Bebês sob encomenda: o caso Payton Cramblett Zinkon

Jennifer Cramblett e Amanda Zinkon são casadas e residem em Uniontown, cidade com cerca de 3.000 habitantes, dos quais 98% são brancos, no Condado de Stark, Ohio (EUA).</DC> Há três anos decidiram ter filhos. Em setembro de 2011 foram ao Midwest Sperm Bank, em Grove Downers, em Ohio, e compraram seis frascos de esperma do doador escolhido por elas: branco, olhos azuis e cabelos louros. Era o lote de número 380.

por Fátima Oliveira no O Tempo

Jennifer foi inseminada em uma clínica em dezembro de 2011 e no Natal já comemorou a gravidez. Em abril de 2012 decidiram que Amanda deveria engravidar também. Encomendaram oito frascos do doador 380: queriam gerar irmãos biológicos por parte de pai.

 

Foram surpreendidas pelo comunicado de um “engano” no banco de esperma! Consta no processo judicial: “O erro ocorreu porque o banco de esperma mantém escrita à mão em vez de registros eletrônicos. Um funcionário da clínica fez confusão e utilizou o frasco número 330”, cujo doador é um afro-americano!

O Midwest Sperm Bank enviou uma carta pedindo desculpas e anexou “um cheque correspondente ao reembolso para os seis frascos de esperma incorretos enviados em setembro de 2011”! O advogado de Jennifer é taxativo: “Eles cometeram um erro que um banco de esperma não pode cometer. Ela não estava pedindo uma pizza”.

“Em 21 de agosto de 2012, Jennifer deu à luz Payton, uma bela, e obviamente mestiça, ‘baby girl’”. Como não recebeu corretamente o que comprou e pagou, um bebê branco e louro, a mãe está processando o banco de esperma. Ressalta que ama muito a filha, mas está cobrando os danos morais (violação de garantia) porque “vive cada dia com medos, ansiedades e incertezas sobre o seu futuro e o de Payton”.

Um exemplo das dificuldades arroladas por Jennifer de ter uma filha negra é que “até mesmo o corte de cabelo da filha é algo não muito fácil de ser feito, já que deve ir até um salão de beleza de um bairro onde vivem mais pessoas negras, e não se sente bem-vinda no local”.
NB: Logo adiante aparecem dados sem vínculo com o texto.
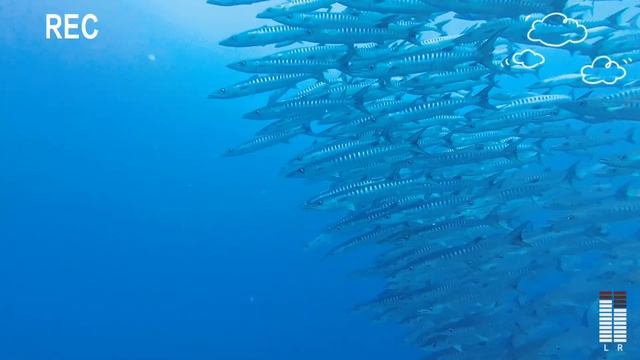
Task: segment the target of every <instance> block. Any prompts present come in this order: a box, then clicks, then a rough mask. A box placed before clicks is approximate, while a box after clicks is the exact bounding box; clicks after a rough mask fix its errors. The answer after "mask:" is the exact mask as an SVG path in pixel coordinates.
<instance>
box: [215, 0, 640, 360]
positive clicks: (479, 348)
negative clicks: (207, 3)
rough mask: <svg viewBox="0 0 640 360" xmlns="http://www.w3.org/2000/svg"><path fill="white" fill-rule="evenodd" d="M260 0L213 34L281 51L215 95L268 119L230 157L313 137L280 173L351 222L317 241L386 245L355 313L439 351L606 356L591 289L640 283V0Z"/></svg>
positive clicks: (236, 40)
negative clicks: (257, 25) (229, 36)
mask: <svg viewBox="0 0 640 360" xmlns="http://www.w3.org/2000/svg"><path fill="white" fill-rule="evenodd" d="M264 1H265V0H209V1H208V3H210V4H214V5H222V6H232V5H246V4H253V3H259V2H264ZM256 6H261V7H262V8H264V10H262V11H260V12H258V14H257V17H258V18H260V19H265V20H264V21H265V22H268V25H265V26H262V27H259V28H256V29H251V30H247V31H245V32H242V33H239V34H236V35H233V36H230V37H228V38H227V39H224V40H222V41H221V42H220V44H221V45H223V46H228V47H250V46H271V47H270V49H273V52H272V53H271V54H270V55H268V56H264V57H259V58H252V59H239V60H238V61H237V62H234V63H232V64H229V68H231V69H233V70H236V71H240V72H243V73H248V74H252V75H247V77H248V78H247V80H245V81H242V82H239V83H236V84H232V85H229V86H227V87H224V88H220V89H217V90H215V91H214V92H213V93H212V94H211V95H210V98H214V99H228V98H236V97H242V96H252V95H256V94H260V93H267V92H268V93H269V99H268V101H267V102H266V103H265V104H264V106H262V107H260V108H258V109H246V111H247V112H246V114H245V115H244V118H246V119H250V120H252V121H263V122H265V124H266V126H265V127H264V128H263V129H262V130H260V131H259V132H258V133H257V134H256V135H255V137H254V138H253V139H250V140H249V141H247V142H246V143H243V144H240V145H238V146H237V147H234V148H233V149H230V150H229V151H228V153H227V154H226V155H229V156H235V155H242V154H247V153H251V152H254V151H257V150H261V149H265V148H268V147H271V146H274V145H277V144H282V143H286V142H288V141H289V140H290V139H292V138H294V137H299V136H306V137H310V138H312V139H313V140H311V141H310V142H309V143H310V145H309V147H308V148H307V149H306V150H305V151H302V152H300V153H298V154H297V155H295V156H294V157H293V158H292V159H291V160H290V161H289V162H288V163H287V164H286V165H285V166H284V170H283V173H284V175H285V176H287V177H290V178H305V179H311V180H314V181H318V182H324V183H328V184H329V185H328V187H327V190H326V191H324V192H322V193H320V194H317V195H315V196H313V197H311V198H309V199H308V201H306V203H305V204H304V206H306V207H307V208H311V209H317V210H326V211H332V210H333V211H342V212H344V216H343V217H342V218H340V219H339V220H337V221H336V222H335V223H333V224H330V225H328V226H327V227H326V229H325V230H324V231H323V232H322V233H321V234H317V236H311V238H312V240H311V241H309V243H308V244H307V247H308V248H310V249H311V248H313V249H323V248H324V249H326V250H316V251H326V255H327V256H337V255H339V254H347V253H349V252H352V251H356V250H357V249H359V248H362V247H365V246H377V249H378V250H379V252H378V255H377V258H376V259H375V260H374V263H373V264H372V266H371V267H370V268H368V269H363V270H362V271H360V272H358V274H357V275H359V276H372V277H379V278H382V279H384V280H385V283H386V286H385V288H384V289H383V290H382V291H381V292H380V294H378V295H377V296H376V297H374V298H372V299H369V300H367V301H363V303H362V304H359V305H357V306H355V310H357V311H358V312H362V313H365V314H368V316H370V317H371V318H372V319H373V320H375V321H385V322H395V323H400V324H404V325H405V326H406V327H407V339H408V340H409V341H410V342H411V343H412V344H415V345H416V346H418V347H420V348H422V349H423V350H424V355H425V358H426V359H485V358H496V359H601V358H607V353H606V352H603V350H602V347H601V346H600V344H598V315H597V312H598V307H597V300H598V297H597V296H598V292H599V291H600V290H625V291H628V293H629V294H630V297H631V298H634V293H635V294H636V295H635V296H636V298H637V294H638V290H639V289H640V287H639V286H638V282H639V281H640V267H638V265H639V263H640V256H639V255H638V254H640V246H639V245H638V240H639V239H640V236H639V235H638V234H640V232H638V224H639V222H638V220H639V219H640V183H638V182H637V181H636V179H637V176H638V175H639V174H640V146H639V145H638V144H639V143H640V126H639V125H638V121H640V75H639V74H640V73H638V69H639V67H638V65H637V63H638V62H640V29H639V26H638V18H639V17H640V0H634V1H601V0H598V1H595V0H594V1H577V2H576V1H571V0H570V1H567V0H447V1H443V0H340V1H335V0H291V1H288V2H284V3H277V4H271V3H269V4H261V5H256ZM603 9H606V10H603ZM610 9H613V10H610ZM543 75H544V76H543ZM629 318H630V319H629V330H628V333H629V334H630V335H629V336H632V335H633V334H637V333H638V331H640V318H638V316H637V312H636V315H633V314H632V313H631V310H630V313H629ZM634 354H635V355H634ZM617 355H619V356H623V357H624V356H625V355H626V357H625V358H635V359H637V358H640V357H639V356H638V350H636V352H635V353H634V352H633V349H630V350H628V351H626V352H624V353H619V354H617Z"/></svg>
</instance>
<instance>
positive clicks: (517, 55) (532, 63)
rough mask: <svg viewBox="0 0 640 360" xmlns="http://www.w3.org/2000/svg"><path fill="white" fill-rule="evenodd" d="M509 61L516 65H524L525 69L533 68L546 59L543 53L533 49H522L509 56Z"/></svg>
mask: <svg viewBox="0 0 640 360" xmlns="http://www.w3.org/2000/svg"><path fill="white" fill-rule="evenodd" d="M511 61H512V62H513V63H514V64H516V65H520V66H522V67H524V68H525V69H535V68H537V67H540V66H542V65H544V63H545V62H546V61H547V59H545V57H544V55H542V54H540V53H538V52H536V51H534V50H531V49H524V50H522V51H519V52H517V53H515V54H513V56H512V57H511Z"/></svg>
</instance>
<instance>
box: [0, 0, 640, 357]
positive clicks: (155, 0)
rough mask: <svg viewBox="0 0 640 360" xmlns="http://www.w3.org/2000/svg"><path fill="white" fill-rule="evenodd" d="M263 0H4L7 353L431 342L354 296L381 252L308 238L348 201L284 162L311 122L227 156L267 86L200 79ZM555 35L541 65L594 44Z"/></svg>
mask: <svg viewBox="0 0 640 360" xmlns="http://www.w3.org/2000/svg"><path fill="white" fill-rule="evenodd" d="M629 3H631V1H625V2H612V3H611V5H610V6H611V7H618V6H623V4H626V5H628V4H629ZM606 6H609V5H601V4H600V5H599V9H605V8H606ZM262 8H264V6H260V5H257V6H251V7H236V8H222V7H214V6H209V5H206V4H205V1H204V0H188V1H180V2H178V1H175V0H174V1H171V0H153V1H151V0H150V1H125V0H111V1H98V0H76V1H72V0H62V1H53V0H49V1H46V0H40V1H24V0H2V1H1V2H0V284H1V285H2V287H1V288H0V360H42V359H46V360H87V359H89V360H94V359H96V360H103V359H104V360H107V359H108V360H112V359H127V360H129V359H133V360H138V359H145V360H146V359H149V360H151V359H153V360H156V359H158V360H160V359H185V360H191V359H193V360H200V359H207V360H211V359H214V360H218V359H225V360H226V359H231V360H235V359H241V360H245V359H246V360H253V359H275V360H279V359H309V360H315V359H318V360H319V359H323V360H324V359H368V360H369V359H370V360H376V359H418V358H420V354H421V352H420V351H419V350H418V349H416V348H415V347H413V346H411V345H409V344H407V343H406V342H405V340H404V338H405V334H406V333H405V329H403V328H400V327H398V326H395V325H388V324H375V323H372V322H371V320H370V319H369V318H368V317H366V316H364V315H360V314H356V313H354V312H353V311H352V310H351V307H352V306H353V305H355V304H357V303H361V302H364V301H367V300H369V299H371V298H372V297H373V296H375V294H377V293H378V292H379V291H380V289H381V288H382V281H381V280H375V279H373V280H372V279H361V278H356V277H353V276H349V274H351V273H353V271H354V270H357V269H361V268H363V267H364V266H365V265H367V264H369V263H370V260H371V256H372V255H373V254H372V253H367V252H366V250H365V251H364V252H357V253H356V254H353V255H352V256H344V257H335V258H330V259H325V258H323V257H322V255H323V253H322V252H318V253H314V252H305V251H304V250H303V248H304V244H305V243H306V242H307V241H309V240H311V239H313V238H314V237H315V236H316V235H317V234H318V233H319V231H320V230H321V229H322V228H323V226H324V225H326V224H327V223H328V222H330V220H332V219H335V215H336V214H335V213H334V214H331V213H326V214H324V213H322V212H311V211H307V210H304V209H303V208H302V206H301V204H302V203H303V202H304V201H305V200H307V199H308V198H309V197H310V196H311V195H312V194H315V193H318V192H319V191H320V190H324V187H323V184H318V183H310V182H305V181H299V180H290V179H285V178H283V177H282V176H281V174H280V173H279V172H280V167H281V166H282V164H284V163H285V162H286V161H287V160H288V159H289V158H290V157H291V154H292V153H295V152H296V151H297V150H300V149H302V148H303V147H304V146H305V145H308V142H309V139H308V138H307V139H304V138H301V139H296V140H295V141H292V143H291V144H288V145H282V146H277V147H274V148H270V149H268V150H267V151H261V152H257V153H253V154H250V155H247V156H243V157H235V158H223V157H221V156H220V154H222V153H223V152H224V151H225V150H226V149H227V148H228V147H230V146H232V145H236V144H239V143H241V142H243V141H245V140H247V139H249V138H250V137H251V136H252V135H253V134H254V133H255V132H256V130H258V129H259V128H260V127H261V126H262V125H263V124H261V123H258V122H251V121H248V120H243V119H241V115H242V114H243V113H245V112H247V111H249V110H251V109H254V108H257V107H259V106H262V105H263V104H264V103H265V100H266V97H265V96H254V97H248V98H242V99H238V100H227V101H212V100H208V99H207V95H208V94H209V93H210V92H212V91H213V90H214V89H217V88H219V87H222V86H225V85H228V84H231V83H234V82H235V81H239V80H243V79H246V77H247V76H245V75H246V74H240V73H237V72H233V71H231V70H229V69H227V68H226V67H225V66H226V64H228V63H230V62H233V61H237V60H239V59H242V58H250V57H256V56H260V55H262V54H267V53H270V52H272V51H273V49H271V48H247V49H232V48H223V47H220V46H218V45H217V44H218V41H219V40H221V39H224V38H226V37H228V36H229V35H231V34H234V33H238V32H240V31H243V30H246V29H249V28H253V27H256V26H259V25H261V24H263V22H261V21H258V20H256V19H254V16H255V14H256V13H257V12H258V11H259V10H260V9H262ZM611 11H613V10H611ZM47 13H58V14H63V13H80V14H85V13H94V14H96V15H97V16H98V18H99V23H98V28H99V30H100V34H99V36H98V38H97V39H96V40H93V41H86V40H76V41H55V40H51V41H47V40H46V39H45V34H44V32H45V14H47ZM546 50H547V52H546V53H545V54H547V55H549V56H550V57H554V63H553V64H551V65H550V66H545V67H544V68H543V69H542V70H541V77H542V78H544V77H546V76H551V75H558V72H562V71H564V69H563V67H565V66H566V67H567V68H568V67H569V66H568V65H567V64H569V62H571V61H573V62H575V63H576V64H577V63H583V62H584V61H586V60H585V59H586V58H577V57H571V56H569V55H568V54H567V53H566V52H563V51H556V50H552V49H546ZM554 64H555V65H554ZM634 66H636V69H637V66H638V65H637V64H634ZM527 76H528V77H531V78H532V75H527ZM634 76H637V75H634ZM529 79H530V78H529ZM519 85H520V83H519V82H518V80H513V79H512V80H509V81H505V82H503V83H501V84H500V86H501V87H502V89H503V90H504V91H515V92H517V91H518V90H519V89H518V86H519ZM596 156H597V154H596ZM565 160H566V159H565ZM569 163H570V162H569ZM569 163H566V161H565V163H562V164H560V163H558V164H555V163H552V164H551V165H553V166H556V165H557V166H558V167H559V168H562V167H566V165H568V164H569ZM589 260H590V259H587V260H586V261H589ZM558 283H560V281H558ZM598 290H600V289H599V288H597V289H594V298H595V296H596V293H597V291H598ZM636 296H637V295H636ZM592 340H593V341H592ZM588 344H589V345H596V342H595V340H594V339H589V340H588Z"/></svg>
Na justificativa do processo a mãe informa que antes de ir para a universidade “nunca tinha tido contato com pessoas negras”, que ela e a filha sofrem preconceitos dos intolerantes habitantes de Uniontown (98% de brancos) e que o grande temor do casal é que Payton seja estigmatizada porque será a única criança negra da escola.

Jennifer teme também que Payton seja rejeitada por sua família, que é racista e conservadora em temas morais, pois nunca aceitou o fato de ela ser lésbica. E conclui que sofre ao pensar que o conjunto das circunstâncias possa “ter um efeito negativo sobre a sua filha”. Foi aconselhada por terapeutas que, “para ela e para o bem-estar psicológico da filha, ela deve mudar-se para uma comunidade racialmente diversificada, com boas escolas”.

É um imbróglio em que danos já são incomensuráveis na vida de Payton, cujo enredo dá um “romance triste” sob o signo do racismo, que é o eixo do processo que está sendo movido, embora a mãe não tenha coragem de admitir!

O caso Payton, que será julgado em 17.12.2015, merece abordagem de múltiplas faces, pois envolve outras questões bioéticas de vulto, além do racismo, pertinentes aos bebês sob encomenda. As Novas Tecnologias Reprodutivas Conceptivas (NTRCs), incluindo a inseminação artificial com esperma comprado em balcões de bancos, tornaram obsoletos os bebês feitos em casa e trouxeram problemas com os quais é difícil de lidar e para os quais é complicado emitir juízo de valor.

Como você se sentiria se soubesse que a sua mãe comprou uma briga judicial porque você não é exatamente aquilo que ela desejou e escolheu para a sua aparência?